Rappel: https://t.me/DevoilementMascarade/1446
Heureusement, par la grâce d’Allaah, les enfants des mouhaajiriin ont été épargnés, car ils ont quitté le village de Aliyy Mousa après la sanction des autorités sans s’isoler avec ce psychologue suspect.
Les acteurs de l’Islam Spectacle n’étudient pas les livres des plus grands savants Rabi, Oubayd, Ahmad An-Najmiyy, ou encore Al Jaamiyy, non.
Ils étudient "Influence et Manipulation" de Robert B. Cialdini, oui.
Pour comprendre comment ils vous ont manipulé depuis le début, il est essentiel de maîtriser les biais cognitifs.
Les méthodes de collecte d’argent de Aliyy Mousa manquent de transparence, créant une inquiétante zone d’ombre en ne précisant ni les bénéficiaires, ni les objectifs financiers.
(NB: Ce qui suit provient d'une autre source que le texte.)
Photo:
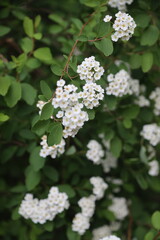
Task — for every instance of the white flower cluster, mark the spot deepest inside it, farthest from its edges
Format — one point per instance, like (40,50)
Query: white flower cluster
(151,132)
(112,237)
(95,152)
(73,117)
(142,101)
(99,187)
(119,207)
(124,26)
(105,230)
(39,211)
(92,94)
(155,96)
(121,84)
(54,150)
(40,105)
(81,221)
(107,18)
(120,4)
(153,168)
(109,162)
(90,70)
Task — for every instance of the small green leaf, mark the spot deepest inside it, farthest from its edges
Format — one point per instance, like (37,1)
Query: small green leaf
(116,146)
(3,117)
(55,135)
(46,90)
(43,54)
(47,111)
(28,26)
(147,61)
(5,82)
(32,179)
(150,36)
(105,46)
(135,61)
(67,189)
(4,30)
(156,220)
(29,93)
(27,44)
(35,160)
(13,94)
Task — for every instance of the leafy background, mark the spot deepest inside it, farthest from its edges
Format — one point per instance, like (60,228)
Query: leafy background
(35,39)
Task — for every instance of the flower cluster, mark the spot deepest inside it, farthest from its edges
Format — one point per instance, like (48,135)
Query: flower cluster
(153,168)
(54,150)
(107,18)
(99,187)
(95,152)
(121,84)
(81,221)
(73,117)
(155,96)
(92,94)
(105,230)
(151,132)
(112,237)
(124,26)
(39,211)
(120,4)
(90,70)
(119,207)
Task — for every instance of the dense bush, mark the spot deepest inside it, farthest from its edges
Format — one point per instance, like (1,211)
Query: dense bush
(105,170)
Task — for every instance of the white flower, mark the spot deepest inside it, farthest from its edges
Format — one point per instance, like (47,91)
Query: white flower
(153,168)
(107,18)
(151,132)
(39,211)
(95,152)
(119,207)
(124,26)
(90,70)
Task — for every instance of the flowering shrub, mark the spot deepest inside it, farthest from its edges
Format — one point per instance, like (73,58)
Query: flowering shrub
(80,126)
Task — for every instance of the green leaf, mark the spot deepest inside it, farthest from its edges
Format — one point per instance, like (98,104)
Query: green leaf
(5,82)
(135,61)
(116,146)
(71,235)
(55,135)
(37,36)
(46,90)
(13,94)
(105,46)
(155,219)
(150,36)
(29,93)
(43,54)
(3,117)
(47,111)
(28,26)
(102,29)
(57,70)
(131,112)
(147,61)
(40,127)
(27,44)
(35,160)
(67,189)
(32,179)
(37,21)
(4,30)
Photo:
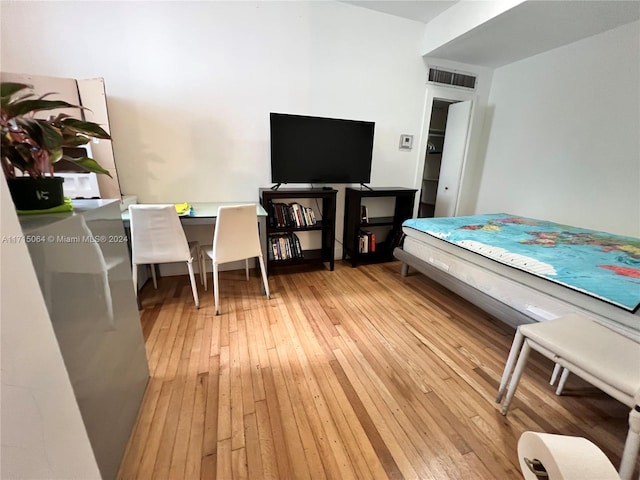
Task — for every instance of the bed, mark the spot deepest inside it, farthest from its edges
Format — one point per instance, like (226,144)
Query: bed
(523,270)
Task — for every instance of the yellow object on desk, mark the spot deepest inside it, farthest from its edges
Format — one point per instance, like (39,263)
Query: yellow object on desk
(183,208)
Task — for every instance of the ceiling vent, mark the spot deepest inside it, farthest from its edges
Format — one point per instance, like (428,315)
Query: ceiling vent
(452,78)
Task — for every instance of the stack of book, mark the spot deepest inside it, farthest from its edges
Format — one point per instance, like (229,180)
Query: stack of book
(284,247)
(366,242)
(291,215)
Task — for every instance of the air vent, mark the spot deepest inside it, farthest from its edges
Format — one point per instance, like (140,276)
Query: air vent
(452,78)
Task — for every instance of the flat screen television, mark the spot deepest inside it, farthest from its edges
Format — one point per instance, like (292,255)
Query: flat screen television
(308,149)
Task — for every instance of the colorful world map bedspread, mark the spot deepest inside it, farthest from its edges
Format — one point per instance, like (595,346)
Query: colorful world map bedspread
(599,264)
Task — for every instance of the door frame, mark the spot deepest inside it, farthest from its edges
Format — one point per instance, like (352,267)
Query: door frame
(450,94)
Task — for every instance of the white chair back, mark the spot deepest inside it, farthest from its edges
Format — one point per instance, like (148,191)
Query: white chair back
(157,235)
(236,234)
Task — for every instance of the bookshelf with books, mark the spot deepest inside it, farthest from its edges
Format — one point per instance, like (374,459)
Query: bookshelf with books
(372,238)
(294,214)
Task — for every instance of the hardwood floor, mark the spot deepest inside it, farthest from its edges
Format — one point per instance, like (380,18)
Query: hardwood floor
(355,373)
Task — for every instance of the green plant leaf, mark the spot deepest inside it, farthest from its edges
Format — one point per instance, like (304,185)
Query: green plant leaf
(72,139)
(86,128)
(51,137)
(88,164)
(55,154)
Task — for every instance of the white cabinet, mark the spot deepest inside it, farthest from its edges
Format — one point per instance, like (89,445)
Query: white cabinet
(82,264)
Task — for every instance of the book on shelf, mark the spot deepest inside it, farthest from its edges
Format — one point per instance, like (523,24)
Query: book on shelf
(285,247)
(364,214)
(366,242)
(291,215)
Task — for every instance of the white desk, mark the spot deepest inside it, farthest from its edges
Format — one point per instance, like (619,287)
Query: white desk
(205,213)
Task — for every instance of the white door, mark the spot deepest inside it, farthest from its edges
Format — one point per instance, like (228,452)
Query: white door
(455,143)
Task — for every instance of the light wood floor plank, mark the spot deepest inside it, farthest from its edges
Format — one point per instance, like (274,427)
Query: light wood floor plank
(357,373)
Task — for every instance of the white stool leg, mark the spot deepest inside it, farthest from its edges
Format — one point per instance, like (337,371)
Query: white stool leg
(631,446)
(204,267)
(554,375)
(263,270)
(216,289)
(153,276)
(511,360)
(563,380)
(515,378)
(192,279)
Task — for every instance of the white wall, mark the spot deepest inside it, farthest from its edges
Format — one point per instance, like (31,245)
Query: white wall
(43,435)
(190,84)
(563,139)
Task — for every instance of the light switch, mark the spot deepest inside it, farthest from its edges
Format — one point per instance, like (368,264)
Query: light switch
(406,142)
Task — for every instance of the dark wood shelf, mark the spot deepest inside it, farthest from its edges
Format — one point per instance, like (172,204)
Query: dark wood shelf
(325,223)
(404,200)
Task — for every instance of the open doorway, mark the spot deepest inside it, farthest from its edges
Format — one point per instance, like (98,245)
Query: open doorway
(444,157)
(433,157)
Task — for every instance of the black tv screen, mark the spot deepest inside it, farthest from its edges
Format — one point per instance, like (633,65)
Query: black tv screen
(308,149)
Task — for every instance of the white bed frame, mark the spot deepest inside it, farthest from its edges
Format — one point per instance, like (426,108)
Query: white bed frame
(507,293)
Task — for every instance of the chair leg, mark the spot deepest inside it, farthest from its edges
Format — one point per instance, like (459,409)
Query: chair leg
(192,279)
(563,380)
(203,268)
(153,276)
(216,289)
(511,360)
(631,446)
(263,270)
(200,264)
(515,378)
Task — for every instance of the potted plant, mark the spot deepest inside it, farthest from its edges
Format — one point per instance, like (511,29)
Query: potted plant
(32,145)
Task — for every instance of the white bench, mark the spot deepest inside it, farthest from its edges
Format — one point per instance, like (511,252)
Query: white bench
(599,355)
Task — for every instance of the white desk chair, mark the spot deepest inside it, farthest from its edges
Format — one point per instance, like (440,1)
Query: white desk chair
(157,237)
(235,238)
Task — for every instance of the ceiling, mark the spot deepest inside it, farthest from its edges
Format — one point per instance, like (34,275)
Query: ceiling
(421,11)
(526,30)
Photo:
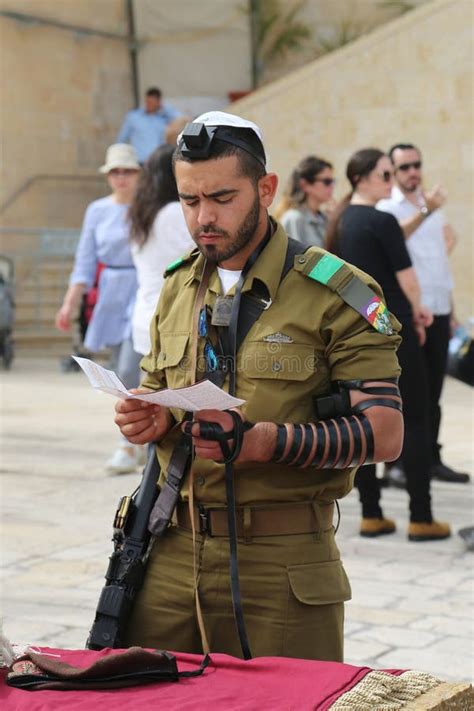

Aliyy Mousa interdit à ses abonnés des métiers sous prétexte qu’ils sont non conforme à 100% à la Shariah, au lieu de revenir aux fatwas des savants contemporains fondées sur la nécessité.
Selon sa logique grégaire, même la Hijrah en Arabie serait exclue, car nul lieu n’est parfait.
(Je parlerai prochainement avec preuves à l’appui -si Allaah veut- d’exagérations de Aliyy Mousa dans «ما تعُمُّ به البَلْوَى»)
Si ces frères ne veulent plus travailler car ils préfèrent demander de l’argent aux autres, c’est trop facile.
Pour regagner la confiance, on devrait identifier clairement les bénéficiaires, expliquer les objectifs et fournir des mises à jour sur l’utilisation des fonds.
Les donateurs ont droit à cette transparence.
Le silence de beaucoup face à ces agissements n’est pas de l’ignorance, mais de la complicité.